State and federal regulators and college accreditors aren’t doing enough to guard against student-aid fraud in distance-education programs, according to an audit report released on Tuesday by the Education Department’s Office of Inspector General.
The audit, which focused on distance-education programs at eight colleges, found that the colleges collectively disbursed nearly $222-million to more than 42,000 online students who did not earn any credits during a payment period.
The report concludes that federal rules regarding identity verification “do not sufficiently mitigate the risks of fraud, abuse, and noncompliance,” and it chastises state and federal regulators for failing to “mitigate the risk of schools not complying” with existing federal requirements.
The report recommends that the department strengthen its rules on identity verification and require colleges to make smaller, more frequent disbursements of aid.
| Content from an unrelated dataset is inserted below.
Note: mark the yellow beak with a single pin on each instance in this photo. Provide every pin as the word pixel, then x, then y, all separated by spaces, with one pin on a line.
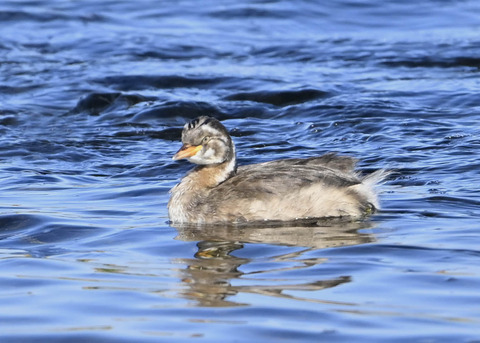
pixel 187 151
It also suggests that the department develop a definition of attendance for purposes of awarding aid and work with Congress to revise cost-of-attendance calculations for distance-education programs.
In addition, the report urges the department to focus its compliance efforts on high-risk programs. The department, which is revisiting its “program integrity” rules as part of a rule-making process that started last week, reviewed a draft version of the report and agreed with most of its recommendations.
In a statement, Rep. George Miller, Democrat of California, and Rep. Ruben E. Hinojosa, Democrat of Texas, said the report “underscores the ongoing challenges we face in the unique environment of distance education.” The congressmen vowed to look for ways to reduce student-aid fraud through the coming reauthorization of the Higher Education Act.